Animal-friendly herbicide in development
Scientists at Monash University are researching an environmentally friendly alternative to herbicides that targets weeds but does not affect animals. This research could also lead to new treatments for the internationally alarming health issue of tuberculosis infection.
The development stems from the process of an enzyme pathway " called the pantothenate pathway " that only occurs in plants, fungi and micro-organisms but not animals. Micro-organisms and plants synthesize pantothenate (Vitamin B5) via this process, while animals obtain this essential nutrient only from their diet.
"As the pantothenate pathway is not present in animals it represents an exciting target for the development of novel herbicides," said Dr Kellie Tuck, who is leading the research with Professor Chris Abell from the University of Cambridge.

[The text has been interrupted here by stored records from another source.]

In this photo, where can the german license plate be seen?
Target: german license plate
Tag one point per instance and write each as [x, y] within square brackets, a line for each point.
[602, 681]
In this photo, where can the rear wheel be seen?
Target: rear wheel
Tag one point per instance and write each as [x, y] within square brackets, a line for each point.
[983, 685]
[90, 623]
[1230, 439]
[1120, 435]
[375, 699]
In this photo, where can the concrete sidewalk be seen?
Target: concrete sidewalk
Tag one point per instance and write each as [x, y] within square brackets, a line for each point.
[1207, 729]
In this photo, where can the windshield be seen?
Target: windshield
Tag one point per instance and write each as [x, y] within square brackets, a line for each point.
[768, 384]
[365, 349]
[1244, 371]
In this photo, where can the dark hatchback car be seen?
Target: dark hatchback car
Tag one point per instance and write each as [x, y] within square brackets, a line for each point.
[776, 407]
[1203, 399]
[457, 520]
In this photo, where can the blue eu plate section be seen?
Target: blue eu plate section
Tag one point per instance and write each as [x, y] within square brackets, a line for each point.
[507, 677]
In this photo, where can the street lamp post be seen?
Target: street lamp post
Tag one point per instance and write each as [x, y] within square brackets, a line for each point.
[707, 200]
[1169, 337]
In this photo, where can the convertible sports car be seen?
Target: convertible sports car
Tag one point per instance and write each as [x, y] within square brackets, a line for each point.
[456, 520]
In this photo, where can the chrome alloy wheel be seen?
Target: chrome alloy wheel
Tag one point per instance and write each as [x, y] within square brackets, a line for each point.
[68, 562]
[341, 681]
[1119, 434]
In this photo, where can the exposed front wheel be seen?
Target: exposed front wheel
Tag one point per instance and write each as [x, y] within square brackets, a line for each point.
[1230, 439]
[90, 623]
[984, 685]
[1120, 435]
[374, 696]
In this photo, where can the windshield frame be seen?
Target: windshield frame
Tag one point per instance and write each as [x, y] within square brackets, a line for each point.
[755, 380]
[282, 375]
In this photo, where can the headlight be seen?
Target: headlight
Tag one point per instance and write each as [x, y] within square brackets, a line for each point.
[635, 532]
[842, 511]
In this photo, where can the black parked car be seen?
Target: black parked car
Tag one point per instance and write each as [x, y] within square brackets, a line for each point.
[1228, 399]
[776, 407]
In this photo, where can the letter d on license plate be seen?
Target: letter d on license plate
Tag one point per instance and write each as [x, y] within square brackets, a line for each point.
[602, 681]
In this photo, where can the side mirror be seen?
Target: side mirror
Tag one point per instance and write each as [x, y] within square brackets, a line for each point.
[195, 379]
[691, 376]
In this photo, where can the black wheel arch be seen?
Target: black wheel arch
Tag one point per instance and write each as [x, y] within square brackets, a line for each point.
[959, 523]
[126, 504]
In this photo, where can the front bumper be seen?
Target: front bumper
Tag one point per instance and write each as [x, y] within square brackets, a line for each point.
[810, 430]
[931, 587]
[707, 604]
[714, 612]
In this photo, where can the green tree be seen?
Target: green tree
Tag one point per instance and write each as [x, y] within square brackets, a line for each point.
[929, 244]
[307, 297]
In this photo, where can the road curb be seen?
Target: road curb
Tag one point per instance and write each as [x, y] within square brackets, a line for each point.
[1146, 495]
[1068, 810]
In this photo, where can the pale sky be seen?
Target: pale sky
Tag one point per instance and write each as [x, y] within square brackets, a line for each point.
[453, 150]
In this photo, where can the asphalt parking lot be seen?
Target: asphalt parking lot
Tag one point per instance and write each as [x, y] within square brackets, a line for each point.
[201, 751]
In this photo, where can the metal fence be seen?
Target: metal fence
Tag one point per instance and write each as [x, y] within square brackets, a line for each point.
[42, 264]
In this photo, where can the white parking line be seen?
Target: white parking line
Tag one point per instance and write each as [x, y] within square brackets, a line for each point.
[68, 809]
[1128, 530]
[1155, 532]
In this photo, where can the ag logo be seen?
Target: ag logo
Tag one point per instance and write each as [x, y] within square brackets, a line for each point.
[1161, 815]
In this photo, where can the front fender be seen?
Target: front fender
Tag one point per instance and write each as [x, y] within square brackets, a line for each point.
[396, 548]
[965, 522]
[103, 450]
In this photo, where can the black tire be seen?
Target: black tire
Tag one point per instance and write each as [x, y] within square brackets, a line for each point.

Dr Tuck said their focus is on developing compounds that block the final step in the enzyme pathway " an enzyme called pantothenate synthetase. This enzyme is vital if plants are to produce Vitamin B5, without which they die.
The chemical structure of pantothenate synthetase is already known. Scientists are now devising and synthesising molecules that bind to this structure and stop the enzyme from properly functioning.
"Blocking the pathway is also a potential treatment for tuberculosis because pantothenate biosynthesis is essential for the virulence of Mycobacterium tuberculosis, the organism that causes tuberculosis."
Tuberculosis is responsible for up to three million deaths worldwide each year, more than any other infectious disease. It is becoming a global health threat due to the emergence of multi-drug resistant strains of the bacterium.
Dr Tuck said a number of potential enzyme blockers had been synthesised and were now being assessed for their effectiveness in shutting down the enzyme pathway.